My bike got a flat tire last week, so on Friday, I rode the trolley home from work. It happened to be UVA move-in weekend, so the traffic was worse than usual. The trolley, when it arrived, was crowded so I stood in the aisle and held onto one of the poles. There were a few seats here and there, but I didn't want to go pushing through the crowd to get to them. One man patted the empty seat next to him and leered at me. I ignored him, but this caught the attention of another man who was sitting on one of the benches in the front. He told me I could sit next to him. I politely said that I preferred to stand. The man appeared to be drunk (possibly) or otherwise unstable and the other man on the bench reeked of cigarette smoke. I didn't want to squeeze in between them. I'm sure I'm not the only woman who assesses empty bus seats for harassment and groping potential before sitting down.
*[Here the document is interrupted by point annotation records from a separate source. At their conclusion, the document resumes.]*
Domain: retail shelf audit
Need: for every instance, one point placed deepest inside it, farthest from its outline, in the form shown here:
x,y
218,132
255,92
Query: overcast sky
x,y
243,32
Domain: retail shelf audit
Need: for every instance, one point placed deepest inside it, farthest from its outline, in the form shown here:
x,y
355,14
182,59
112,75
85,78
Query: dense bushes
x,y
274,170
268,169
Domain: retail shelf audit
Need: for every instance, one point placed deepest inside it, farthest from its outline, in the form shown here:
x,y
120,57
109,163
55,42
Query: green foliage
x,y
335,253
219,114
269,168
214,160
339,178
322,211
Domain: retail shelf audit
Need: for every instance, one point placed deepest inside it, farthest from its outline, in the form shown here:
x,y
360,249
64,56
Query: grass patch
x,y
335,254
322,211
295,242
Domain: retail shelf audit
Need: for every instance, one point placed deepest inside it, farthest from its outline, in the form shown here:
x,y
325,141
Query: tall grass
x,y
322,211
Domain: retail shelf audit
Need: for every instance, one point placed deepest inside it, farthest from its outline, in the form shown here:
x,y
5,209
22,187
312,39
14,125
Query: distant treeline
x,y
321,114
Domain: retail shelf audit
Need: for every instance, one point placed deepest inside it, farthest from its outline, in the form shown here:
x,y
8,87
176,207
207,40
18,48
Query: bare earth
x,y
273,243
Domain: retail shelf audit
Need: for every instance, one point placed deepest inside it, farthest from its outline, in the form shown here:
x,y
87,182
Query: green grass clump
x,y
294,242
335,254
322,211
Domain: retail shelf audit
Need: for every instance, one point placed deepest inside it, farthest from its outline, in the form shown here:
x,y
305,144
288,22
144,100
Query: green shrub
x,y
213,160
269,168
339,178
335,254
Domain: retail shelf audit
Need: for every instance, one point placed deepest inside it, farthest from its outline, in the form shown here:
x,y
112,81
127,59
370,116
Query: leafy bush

The man said, "Oh, I see. You're a racist." He got out of his seat and moved across the aisle, making an elaborate show, for the benefit of the other passengers, of vacating his seat for the racist woman. I continued to stand. The man started pointing me out to the other people on the bus. "See her? She's a racist. She won't sit next to me." He kept up muttering for most of the interminable ride through the congested move-in traffic. We eventually reached downtown and I fled the trolley and walked home.
Here's the thing: you don't owe strangers anything. There is an expectation in civil society that an unwanted offer is responded to with a simple "no thank you." That's common courtesy, but no one should ever be under any obligation to engage with strangers. You don't have to smile just because some asshole tells you to. You don't have to give someone your name just because they ask. You don't have to converse with someone just because they want to converse with you and you don't have to sit with someone who makes you uncomfortable.
In polite society, there are tacit rules about boundaries between strangers: don't make eye contact on the subway, etc. When someone crosses those boundaries and you refuse to engage, you're not a bitch and you're not racist. The person crossing the boundary is imposing on you and you do not have to appease someone who is imposing on you.
I don't mean to sound like a victim blamer here, but I think sometimes women end up in uncomfortable or dangerous situations because they are fearful of being perceived as rude or racist. I was publicly accused of racism and as deeply unpleasant as that was, I'm glad I didn't sit next to that man. It would have spared me the racism accusation, but at what cost? Would the obnoxious questions have started? What's your name? Do you live around here? Where do you work? And sure, you can give a fake name and say you're in town for the day from Duluth, but the more you lie, the more flustered you get and the more power he has. Don't engage with a bully because you've been trained since birth to be "nice." You do not have to be nice.